La mística del diálogo nos persigue desde la Transición. Y a los catalanes nos persigue de una forma contumaz. Aspiramos al buen entendimiento, al buen rollo, a la «unitat» que reclaman las bases independentistas, a la superación del ‘procés’ que dicen los constitucionalistas. Los tres comparten raíces religiosas, aficiones y la forma de gafas, algo sosas y cuadriculadas.

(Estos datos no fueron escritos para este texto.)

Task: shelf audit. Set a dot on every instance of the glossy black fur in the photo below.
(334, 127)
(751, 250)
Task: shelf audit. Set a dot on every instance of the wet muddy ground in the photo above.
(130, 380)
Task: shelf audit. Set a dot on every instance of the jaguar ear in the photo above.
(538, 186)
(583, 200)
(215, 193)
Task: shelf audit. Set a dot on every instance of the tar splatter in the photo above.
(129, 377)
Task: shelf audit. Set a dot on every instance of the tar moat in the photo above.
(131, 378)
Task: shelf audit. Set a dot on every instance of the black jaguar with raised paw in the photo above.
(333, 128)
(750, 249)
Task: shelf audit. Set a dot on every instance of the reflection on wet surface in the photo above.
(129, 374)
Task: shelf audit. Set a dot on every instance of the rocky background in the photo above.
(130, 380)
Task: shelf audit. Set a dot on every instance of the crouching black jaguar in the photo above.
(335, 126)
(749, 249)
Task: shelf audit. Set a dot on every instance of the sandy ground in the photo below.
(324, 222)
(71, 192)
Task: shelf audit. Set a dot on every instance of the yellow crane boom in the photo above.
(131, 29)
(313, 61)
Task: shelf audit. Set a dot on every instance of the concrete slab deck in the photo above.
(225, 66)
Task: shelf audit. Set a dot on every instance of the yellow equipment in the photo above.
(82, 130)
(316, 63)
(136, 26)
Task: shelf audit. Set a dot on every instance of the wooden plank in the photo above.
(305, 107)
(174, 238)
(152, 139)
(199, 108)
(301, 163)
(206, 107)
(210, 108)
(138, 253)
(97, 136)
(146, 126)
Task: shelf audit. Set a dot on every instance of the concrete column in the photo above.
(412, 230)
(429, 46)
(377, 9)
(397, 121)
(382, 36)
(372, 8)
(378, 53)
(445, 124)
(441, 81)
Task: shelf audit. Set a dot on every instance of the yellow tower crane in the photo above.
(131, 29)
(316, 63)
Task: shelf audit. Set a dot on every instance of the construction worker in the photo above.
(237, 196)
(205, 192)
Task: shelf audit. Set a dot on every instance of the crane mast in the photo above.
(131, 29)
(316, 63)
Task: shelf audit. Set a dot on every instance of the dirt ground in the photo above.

Esta noche sabremos quién será el primero en coger el teléfono o directamente quién podrá pasearse tranquilamente por el Pati dels Tarongers mientras cocina una nueva receta para la política catalana.

Conocedores de su fe, militantes católicos del PSC le mandaron una imagen de San Pancracio, puesto que la fecha de las elecciones, el 12 de mayo, coincide con ese santoral.
«Es el santo que se invoca cuando se quiere reclamar prosperidad, es un buen augurio. Será un buen día para Catalunya y para España», señaló al día siguiente del adelanto electoral Illa, que ha colocado la imagen del santo en su despacho. También los periodistas que siguen su campaña han recibido una en el 'kit' de prensa que repartió el partido.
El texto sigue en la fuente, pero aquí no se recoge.